C’était un 11 février, le jour de mon anniversaire, il y a quasiment 11 ans à quelques jours près, et le cadeau que je me faisais sans l’avoir encore identifié comme tel était de passer plusieurs heures chez Robert Massin.
Massin, comme il se faisait appeler, est un graphiste incontournable d’une époque “d’avant”, où l’ordinateur n’existait pas.
Massin, dont m’avait parlé Henri Steiner, un autre graphiste étonnant que j’ai connu à Hong Kong en 1993 lors de mon tour du monde, et qui a réalisé des créations visuelles comme le logo de la HSBC, ou le billet de banque de Hong Kong.
Massin, qui était le graphiste attitré de Gallimard ou Massin, qui avait imaginé un livre-outil capable de donner accès aux Cent mille milliards de poèmes de Raymond Queneau qu’il faudrait bien plus d’une vie pour lire en entier.
J’ai rencontré ce jour là un homme plein d’histoires à raconter, ou plutôt à transmettre à celui qui venait le photographier.
Un homme qui avait rencontré les plus grands écrivains, avait travaillé avec eux ou pour eux, et était devenu l’ami de certains, avec qui il entretenait une riche correspondance.
Un graphiste qui avait inventé des techniques improbables pour arriver à ses fins visuelles, comme utiliser un préservatif pour déformer une image à l’aide d’une photocopieuse dans le seul but de réaliser les illustrations de La Cantatrice Chauve.
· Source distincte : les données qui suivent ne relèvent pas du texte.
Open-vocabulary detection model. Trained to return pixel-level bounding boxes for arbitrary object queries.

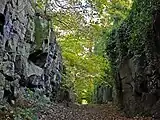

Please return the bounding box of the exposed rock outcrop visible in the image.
[0,0,62,103]
[107,0,160,117]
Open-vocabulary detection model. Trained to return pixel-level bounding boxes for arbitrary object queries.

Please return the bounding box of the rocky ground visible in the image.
[0,101,151,120]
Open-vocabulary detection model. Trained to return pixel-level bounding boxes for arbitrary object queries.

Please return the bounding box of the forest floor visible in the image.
[0,101,151,120]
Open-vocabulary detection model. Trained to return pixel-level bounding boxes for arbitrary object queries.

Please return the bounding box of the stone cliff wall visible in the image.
[107,0,160,117]
[0,0,62,103]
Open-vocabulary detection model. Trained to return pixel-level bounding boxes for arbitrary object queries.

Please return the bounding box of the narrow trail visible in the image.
[38,104,151,120]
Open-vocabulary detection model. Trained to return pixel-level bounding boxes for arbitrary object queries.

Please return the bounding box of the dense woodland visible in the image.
[2,0,160,120]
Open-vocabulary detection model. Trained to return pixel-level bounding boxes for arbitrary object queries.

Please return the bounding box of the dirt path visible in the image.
[38,105,151,120]
[0,103,151,120]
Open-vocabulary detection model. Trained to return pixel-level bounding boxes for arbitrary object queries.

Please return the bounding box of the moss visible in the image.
[106,0,153,68]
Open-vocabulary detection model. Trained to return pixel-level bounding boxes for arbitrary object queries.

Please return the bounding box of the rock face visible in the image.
[107,0,160,117]
[0,0,62,102]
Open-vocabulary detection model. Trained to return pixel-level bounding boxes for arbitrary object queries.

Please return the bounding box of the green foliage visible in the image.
[14,108,38,120]
[107,0,153,69]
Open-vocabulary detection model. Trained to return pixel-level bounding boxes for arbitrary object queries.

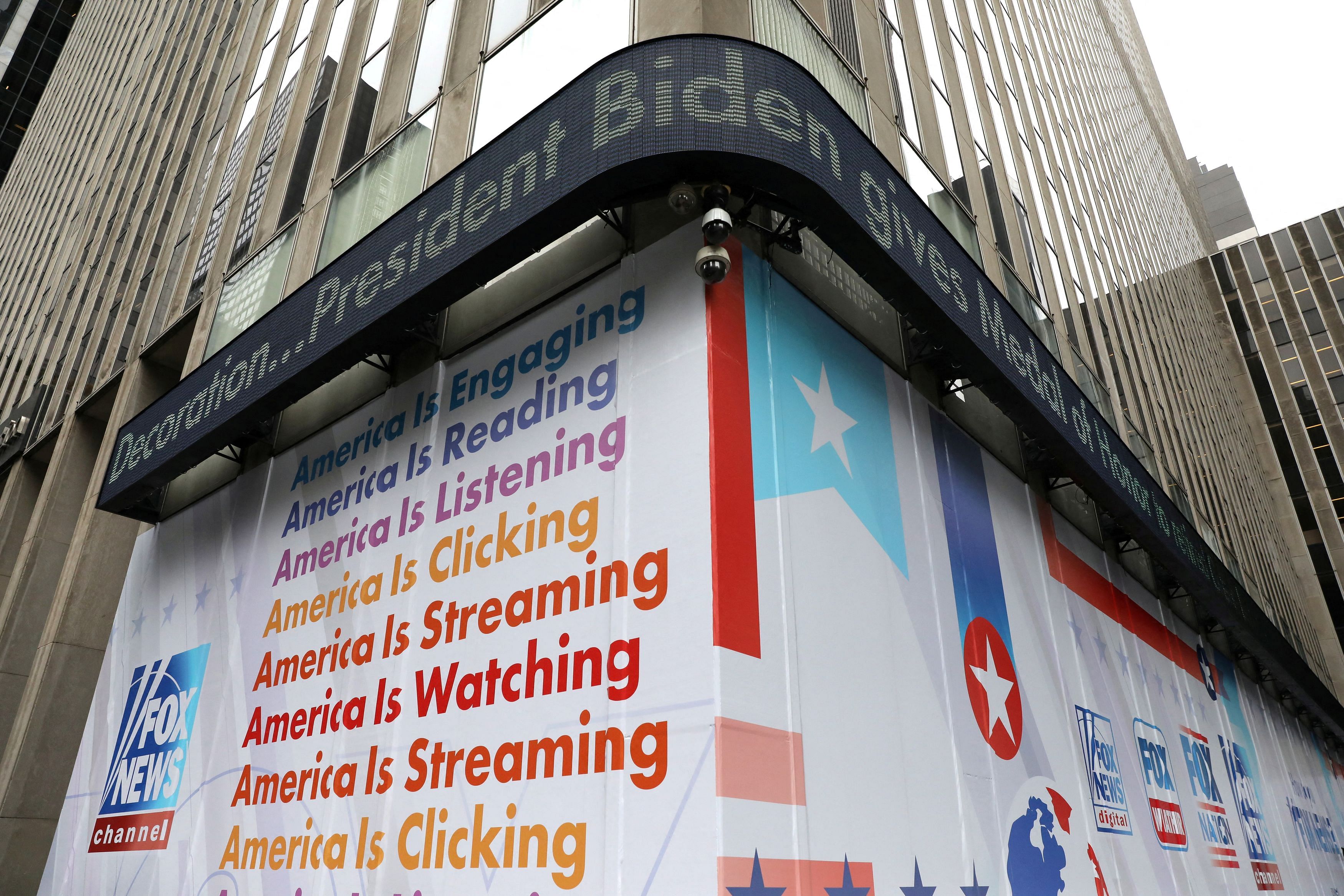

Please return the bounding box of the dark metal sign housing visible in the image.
[98,35,1344,736]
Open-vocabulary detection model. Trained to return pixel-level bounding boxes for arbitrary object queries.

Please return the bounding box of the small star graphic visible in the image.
[1069,616,1083,650]
[793,364,859,477]
[900,858,937,896]
[825,856,872,896]
[961,864,989,896]
[725,850,788,896]
[1093,633,1110,666]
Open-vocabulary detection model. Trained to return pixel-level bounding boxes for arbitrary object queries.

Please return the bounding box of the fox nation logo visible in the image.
[89,643,210,853]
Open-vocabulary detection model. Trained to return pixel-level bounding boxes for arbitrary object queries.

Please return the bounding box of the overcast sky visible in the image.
[1130,0,1344,234]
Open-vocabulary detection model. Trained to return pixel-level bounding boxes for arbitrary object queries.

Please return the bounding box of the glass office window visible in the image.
[280,0,355,223]
[900,137,984,267]
[882,0,921,146]
[485,0,532,50]
[317,106,435,270]
[206,224,298,357]
[472,0,631,152]
[406,0,457,116]
[336,0,401,177]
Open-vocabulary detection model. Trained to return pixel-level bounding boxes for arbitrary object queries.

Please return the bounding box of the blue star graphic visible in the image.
[1069,615,1083,650]
[827,856,871,896]
[1093,631,1110,666]
[961,864,989,896]
[725,850,788,896]
[900,858,935,896]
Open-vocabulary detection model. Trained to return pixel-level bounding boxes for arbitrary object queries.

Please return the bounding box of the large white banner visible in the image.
[43,226,1344,896]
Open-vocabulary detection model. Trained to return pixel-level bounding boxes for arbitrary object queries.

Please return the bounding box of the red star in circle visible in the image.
[962,616,1021,759]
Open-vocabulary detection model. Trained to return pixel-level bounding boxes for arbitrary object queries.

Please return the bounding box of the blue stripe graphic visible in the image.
[929,408,1016,664]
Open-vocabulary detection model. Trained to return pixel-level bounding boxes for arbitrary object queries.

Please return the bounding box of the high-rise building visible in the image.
[0,0,83,183]
[0,0,1344,893]
[1190,159,1260,248]
[1206,210,1344,655]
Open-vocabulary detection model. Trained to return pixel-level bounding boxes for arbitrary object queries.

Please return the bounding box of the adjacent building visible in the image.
[1206,210,1344,658]
[1190,159,1260,248]
[0,0,1344,893]
[0,0,83,183]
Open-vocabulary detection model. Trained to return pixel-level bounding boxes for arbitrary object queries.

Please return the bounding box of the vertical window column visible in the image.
[187,0,289,306]
[228,0,318,267]
[879,0,921,149]
[278,0,355,224]
[336,0,401,177]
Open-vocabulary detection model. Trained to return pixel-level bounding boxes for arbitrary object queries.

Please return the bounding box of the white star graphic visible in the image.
[970,638,1018,743]
[793,364,859,478]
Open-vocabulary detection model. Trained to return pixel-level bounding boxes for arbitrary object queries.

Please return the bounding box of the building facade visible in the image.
[1206,210,1344,666]
[0,0,1344,892]
[1190,159,1260,248]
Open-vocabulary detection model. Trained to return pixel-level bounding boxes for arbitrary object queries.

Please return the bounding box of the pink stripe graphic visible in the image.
[719,856,876,896]
[714,716,801,806]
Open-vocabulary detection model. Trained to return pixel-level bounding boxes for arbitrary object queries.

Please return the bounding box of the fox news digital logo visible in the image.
[89,643,210,853]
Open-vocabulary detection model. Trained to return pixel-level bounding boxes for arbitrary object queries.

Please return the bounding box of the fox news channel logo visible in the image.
[89,643,210,853]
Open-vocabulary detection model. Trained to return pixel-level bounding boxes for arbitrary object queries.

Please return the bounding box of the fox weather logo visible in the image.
[89,643,210,853]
Un vrai graphiste en somme, qui avec trois bouts de ficelle traduisait une idée avec brio.
Puis il m’a fait faire le tour du propriétaire et j’ai pu découvrir une collection étonnante d’affiches punaisées à même le mur, comme l’affiche originale (et unique) de Raymond Devos par Savignac, qui n’est jamais sortie pour cause de refus du producteur.
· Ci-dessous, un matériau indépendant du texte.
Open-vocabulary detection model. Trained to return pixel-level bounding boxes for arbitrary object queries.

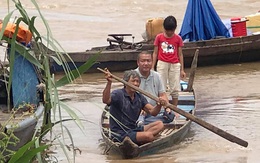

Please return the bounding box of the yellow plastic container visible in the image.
[246,13,260,33]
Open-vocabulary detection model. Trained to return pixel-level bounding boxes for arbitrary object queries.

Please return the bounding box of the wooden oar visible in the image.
[97,68,248,147]
[185,49,199,92]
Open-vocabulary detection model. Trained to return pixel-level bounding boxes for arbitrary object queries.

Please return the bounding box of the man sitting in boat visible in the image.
[103,70,167,145]
[135,51,175,125]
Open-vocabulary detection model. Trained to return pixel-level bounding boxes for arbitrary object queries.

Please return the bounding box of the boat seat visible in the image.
[107,34,134,50]
[107,34,143,50]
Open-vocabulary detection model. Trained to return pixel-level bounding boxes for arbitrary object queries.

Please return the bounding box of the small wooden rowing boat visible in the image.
[101,83,196,158]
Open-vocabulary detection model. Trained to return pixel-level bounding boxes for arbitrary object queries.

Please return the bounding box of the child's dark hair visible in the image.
[163,15,177,30]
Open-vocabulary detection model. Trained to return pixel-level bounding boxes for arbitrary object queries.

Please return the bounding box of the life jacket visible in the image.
[0,23,32,44]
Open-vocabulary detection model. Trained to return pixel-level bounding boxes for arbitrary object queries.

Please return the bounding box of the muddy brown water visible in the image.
[0,0,260,163]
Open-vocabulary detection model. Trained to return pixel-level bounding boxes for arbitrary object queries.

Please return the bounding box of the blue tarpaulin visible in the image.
[179,0,230,41]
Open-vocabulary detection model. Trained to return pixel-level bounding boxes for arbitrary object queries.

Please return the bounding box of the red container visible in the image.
[231,17,247,37]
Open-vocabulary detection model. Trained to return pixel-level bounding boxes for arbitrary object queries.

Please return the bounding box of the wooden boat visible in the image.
[47,34,260,72]
[101,84,196,158]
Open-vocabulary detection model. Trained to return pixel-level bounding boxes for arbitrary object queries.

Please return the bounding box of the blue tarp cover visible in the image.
[179,0,230,41]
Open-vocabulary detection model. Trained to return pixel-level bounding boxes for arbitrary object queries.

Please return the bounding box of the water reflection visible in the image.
[53,63,260,163]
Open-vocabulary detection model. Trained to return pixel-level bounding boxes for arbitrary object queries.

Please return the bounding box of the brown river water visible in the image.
[0,0,260,163]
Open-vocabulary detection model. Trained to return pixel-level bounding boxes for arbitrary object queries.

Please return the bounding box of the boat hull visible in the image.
[101,91,196,158]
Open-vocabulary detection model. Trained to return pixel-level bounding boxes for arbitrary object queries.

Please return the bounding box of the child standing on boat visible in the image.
[152,16,186,106]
Mais aussi une aquarelle de Raymond Queneau, une composition typographique en lettres de bois et un soutien-gorge en forme de packaging d’ampoule, ou l’inverse.
Trois ans plus tard, toujours au mois de février, je revoyais Massin à deux reprises le même samedi. Tout d’abord le matin, lors d’un colloque universitaire sur Raymond Queneau où je lui offris les quelques photos que j’avais faites de lui et de chez lui ; puis le soir lors d’une exposition, où certaines de ses réalisations étaient mises en scène d’une manière grandiose dans l’atelier de son ami, l’illustrateur Serge Bloch.
Aujourd’hui j’ai appris sa disparition. Nous sommes encore en février. Le 8.
Je repense aux quelques petits bouts de souvenirs qu’il m’a confiés en évoquant ses inspirations et ses rencontres. Ce tout petit bout de sa vie qu’il m’a offert au travers de mon objectif, en passant. Ces petits bouts ont fait vibrer pour toujours le graphiste que je suis.